PhD student, Malek Hassan, presents HistoProbe: A Dual-Mode Thermally Assisted Microfluidic Platform for Direct Mass Spectrometry Analysis of FFPE Tissues

HistoProbe: A Dual-Mode Thermally Assisted Microfluidic Platform for Direct Mass Spectrometry Analysis of FFPE Tissues

Formalin-fixed, paraffin-embedded (FFPE) tissue sections are widely used in biomedical research and diagnostics, but traditional methods for removing paraffin are slow, solvent-intensive, and can lead to loss of valuable chemical information. To address these challenges, we developed HistoProbe, a dual-mode microfluidic platform designed to streamline tissue preparation and analysis by mass spectrometry (MS) and mass spectrometry imaging (MSI).

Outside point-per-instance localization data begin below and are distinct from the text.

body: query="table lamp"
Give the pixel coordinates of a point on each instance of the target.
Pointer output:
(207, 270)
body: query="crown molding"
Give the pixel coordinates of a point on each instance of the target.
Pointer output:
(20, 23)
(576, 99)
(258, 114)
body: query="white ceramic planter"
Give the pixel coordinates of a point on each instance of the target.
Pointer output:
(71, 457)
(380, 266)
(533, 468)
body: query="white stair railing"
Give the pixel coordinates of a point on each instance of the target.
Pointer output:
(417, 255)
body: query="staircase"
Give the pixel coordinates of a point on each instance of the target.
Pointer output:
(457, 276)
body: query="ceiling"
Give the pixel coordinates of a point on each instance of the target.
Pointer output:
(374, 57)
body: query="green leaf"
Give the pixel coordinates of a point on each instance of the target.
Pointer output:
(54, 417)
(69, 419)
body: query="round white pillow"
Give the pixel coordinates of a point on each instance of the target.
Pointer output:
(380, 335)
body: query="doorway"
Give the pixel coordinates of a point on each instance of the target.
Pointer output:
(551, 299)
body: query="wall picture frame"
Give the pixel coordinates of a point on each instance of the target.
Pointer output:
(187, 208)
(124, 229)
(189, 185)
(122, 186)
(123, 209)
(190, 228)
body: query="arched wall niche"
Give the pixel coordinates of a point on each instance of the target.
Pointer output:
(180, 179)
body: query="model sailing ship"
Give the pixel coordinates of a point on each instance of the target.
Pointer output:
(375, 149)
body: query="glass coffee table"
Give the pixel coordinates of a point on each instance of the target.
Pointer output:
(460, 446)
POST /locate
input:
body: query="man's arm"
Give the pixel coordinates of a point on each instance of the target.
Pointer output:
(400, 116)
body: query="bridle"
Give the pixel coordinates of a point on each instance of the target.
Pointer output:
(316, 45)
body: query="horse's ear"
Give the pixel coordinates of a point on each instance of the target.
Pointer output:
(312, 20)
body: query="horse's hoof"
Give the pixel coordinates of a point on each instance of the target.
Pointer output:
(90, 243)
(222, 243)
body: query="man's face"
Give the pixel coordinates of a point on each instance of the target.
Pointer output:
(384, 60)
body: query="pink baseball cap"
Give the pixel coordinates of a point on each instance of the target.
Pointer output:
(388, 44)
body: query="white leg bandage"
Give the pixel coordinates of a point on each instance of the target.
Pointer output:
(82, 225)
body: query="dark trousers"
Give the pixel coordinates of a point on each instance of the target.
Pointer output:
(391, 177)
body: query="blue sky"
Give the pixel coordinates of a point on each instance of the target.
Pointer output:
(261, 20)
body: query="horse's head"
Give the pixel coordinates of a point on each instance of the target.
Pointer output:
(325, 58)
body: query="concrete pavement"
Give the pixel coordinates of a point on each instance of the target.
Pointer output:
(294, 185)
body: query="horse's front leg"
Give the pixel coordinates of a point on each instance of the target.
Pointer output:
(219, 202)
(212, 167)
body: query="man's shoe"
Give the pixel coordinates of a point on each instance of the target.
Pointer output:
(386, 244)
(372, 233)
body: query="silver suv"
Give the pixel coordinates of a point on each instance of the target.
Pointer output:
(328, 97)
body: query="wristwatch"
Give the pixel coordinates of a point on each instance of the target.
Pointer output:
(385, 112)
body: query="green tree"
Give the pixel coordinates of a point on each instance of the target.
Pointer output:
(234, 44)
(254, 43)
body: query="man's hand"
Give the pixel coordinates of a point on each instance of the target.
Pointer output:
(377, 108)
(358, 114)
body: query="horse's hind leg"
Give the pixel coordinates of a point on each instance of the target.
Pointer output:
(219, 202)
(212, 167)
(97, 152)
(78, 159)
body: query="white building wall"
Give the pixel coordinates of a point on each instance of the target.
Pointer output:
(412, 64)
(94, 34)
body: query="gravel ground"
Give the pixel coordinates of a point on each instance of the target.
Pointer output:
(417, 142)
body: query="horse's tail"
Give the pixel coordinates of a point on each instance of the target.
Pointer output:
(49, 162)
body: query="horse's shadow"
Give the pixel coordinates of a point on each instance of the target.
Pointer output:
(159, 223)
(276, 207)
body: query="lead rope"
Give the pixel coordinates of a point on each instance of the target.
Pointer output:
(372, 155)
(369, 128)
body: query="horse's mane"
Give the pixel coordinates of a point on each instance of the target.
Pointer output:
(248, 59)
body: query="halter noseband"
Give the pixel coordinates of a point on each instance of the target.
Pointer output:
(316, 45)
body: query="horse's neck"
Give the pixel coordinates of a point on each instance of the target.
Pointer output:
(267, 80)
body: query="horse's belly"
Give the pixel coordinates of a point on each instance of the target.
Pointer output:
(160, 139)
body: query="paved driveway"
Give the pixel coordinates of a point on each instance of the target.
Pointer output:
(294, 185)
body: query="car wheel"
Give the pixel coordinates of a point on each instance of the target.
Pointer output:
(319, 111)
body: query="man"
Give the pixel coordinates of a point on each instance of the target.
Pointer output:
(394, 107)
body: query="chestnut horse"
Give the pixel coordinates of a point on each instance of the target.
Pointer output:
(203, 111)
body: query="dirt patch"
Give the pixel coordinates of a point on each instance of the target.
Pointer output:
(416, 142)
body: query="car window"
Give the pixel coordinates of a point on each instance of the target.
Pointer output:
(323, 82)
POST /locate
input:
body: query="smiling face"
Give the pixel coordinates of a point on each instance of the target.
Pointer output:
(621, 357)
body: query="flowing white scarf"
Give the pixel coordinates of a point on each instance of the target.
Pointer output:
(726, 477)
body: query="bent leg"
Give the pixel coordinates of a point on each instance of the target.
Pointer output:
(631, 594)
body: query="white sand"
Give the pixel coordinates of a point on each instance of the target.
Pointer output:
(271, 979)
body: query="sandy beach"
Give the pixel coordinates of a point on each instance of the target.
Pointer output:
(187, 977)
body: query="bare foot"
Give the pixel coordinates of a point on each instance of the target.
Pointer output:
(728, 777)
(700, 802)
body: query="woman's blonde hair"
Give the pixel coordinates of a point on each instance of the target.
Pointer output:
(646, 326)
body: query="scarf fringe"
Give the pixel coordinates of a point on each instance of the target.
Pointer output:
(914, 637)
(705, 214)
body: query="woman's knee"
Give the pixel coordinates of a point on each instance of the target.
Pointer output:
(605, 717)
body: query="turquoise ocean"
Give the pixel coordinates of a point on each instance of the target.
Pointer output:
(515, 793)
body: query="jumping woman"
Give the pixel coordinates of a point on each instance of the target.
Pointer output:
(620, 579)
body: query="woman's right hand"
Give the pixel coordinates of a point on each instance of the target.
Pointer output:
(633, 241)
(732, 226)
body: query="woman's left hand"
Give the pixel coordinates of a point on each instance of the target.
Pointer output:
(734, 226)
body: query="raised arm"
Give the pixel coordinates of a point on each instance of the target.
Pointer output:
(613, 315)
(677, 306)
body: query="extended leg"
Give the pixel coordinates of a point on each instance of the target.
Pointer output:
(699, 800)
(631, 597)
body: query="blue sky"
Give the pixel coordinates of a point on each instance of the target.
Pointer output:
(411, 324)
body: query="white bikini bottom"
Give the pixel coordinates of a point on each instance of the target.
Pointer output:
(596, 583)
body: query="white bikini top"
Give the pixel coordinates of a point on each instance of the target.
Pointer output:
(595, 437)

HistoProbe integrates a modified liquid microjunction probe with a precisely controlled heating system adapted from a 3D printer. This design enables localized thermal deparaffinization directly at the point of analysis, eliminating the need for toxic solvents such as xylene. In its Online mode, HistoProbe allows rapid, direct MS analysis of tissue sections with no sample preparation, supporting high-throughput metabolic profiling (>80 samples per day). In its Offline mode, the platform performs automated localized preparation with mild solvents (e.g., ethyl acetate), reducing solvent use by more than 99% while enabling high-resolution MSI.

Both modes successfully distinguished cancerous from non-cancerous regions in melanoma tissues and revealed spatially distinct distributions of biologically important lipids and free fatty acids. Compared to conventional workflows, HistoProbe reduces preparation time by more than 90%, enhances reproducibility, and substantially lowers environmental impact.

By combining speed, sensitivity, and sustainability, HistoProbe demonstrates how innovative microfluidic and thermal control strategies can modernize tissue analysis for MS-based histopathology, with broad implications for both research and clinical chemistry.